FPÖ-Belakowitsch-Jenewein: ASVG-Novellen-Pfusch: Bank Austria kann Mitarbeiter weiterhin mit 7 % Überweisungsbetrag in die PVA hieven!

"Betriebsbedingte Änderungskündigungen" bringen weiterhin Paragraph 311 Abs. 5 ASVG zur Anwendung. FPÖ kündigt Rückverweisungsantrag an

Wien (OTS) - „Die kommenden Mittwoch im Nationalrat anstehende ASVG-Novelle ist ein legistischer Pfusch der Sonderklasse. Die Bank Austria hat nämlich weiterhin die Möglichkeit über den Paragraphen 311 Abs. 5 ASVG seine ehemaligen Zentralsparkassenbeamten mit dem siebenprozentigen Überweisungsbetrag in die Pensionsversicherungsanstalt zu hieven.

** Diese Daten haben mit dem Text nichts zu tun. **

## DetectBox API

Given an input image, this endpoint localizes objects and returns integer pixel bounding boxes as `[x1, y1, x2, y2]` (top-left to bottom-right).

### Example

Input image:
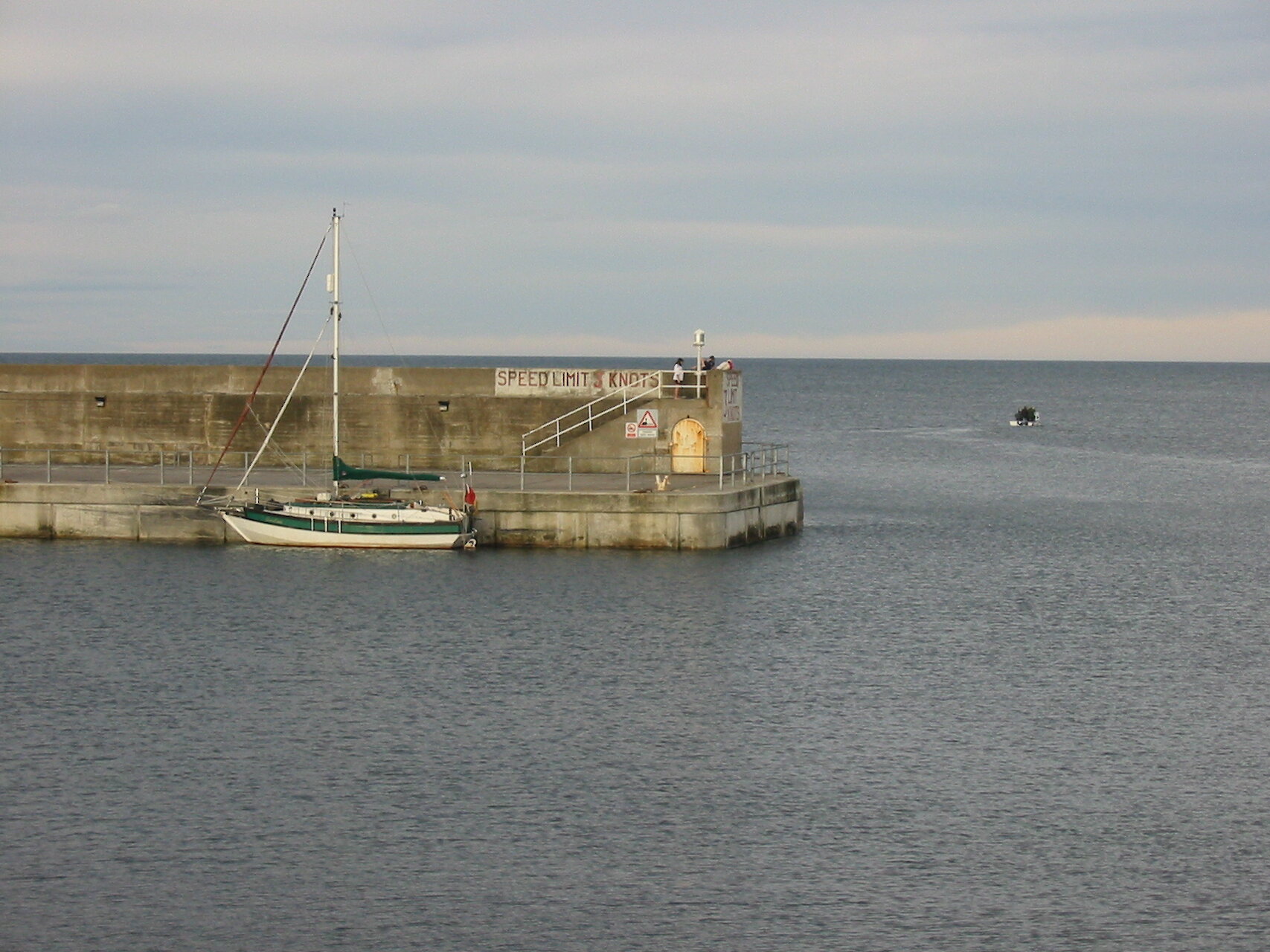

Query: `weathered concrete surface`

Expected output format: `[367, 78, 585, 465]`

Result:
[0, 364, 742, 469]
[0, 477, 803, 550]
[0, 483, 226, 543]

Denn der Kollektivvertrag für Sparkassen, der für die ehemaligen Z-Sparkassenbediensteten mit ihrer Definitivstellung weiterhin gilt, sieht ausdrücklich die Möglichkeit ‚betriebsbedingter Änderungskündigungen‘ vor. Mit diesem Kunstgriff kann man die alten Dienstverträge mit ihrer sozialversicherungsrechlichen Sonderstellung beenden und unmittelbar einen neuen Dienstvertrag auf ASVG-Basis abschließen. Die Formalkriterien des Paragraphen 311 Abs. 5 ASVG sind damit erfüllt und das BMASK und die Pensionsversicherungsanstalt haben keine Möglichkeit die rund 3.300 Mitarbeiter nicht zu übernehmen“, erklärte heute FPÖ-NAbg. Dr. Dagmar Belakowitsch-Jenewein.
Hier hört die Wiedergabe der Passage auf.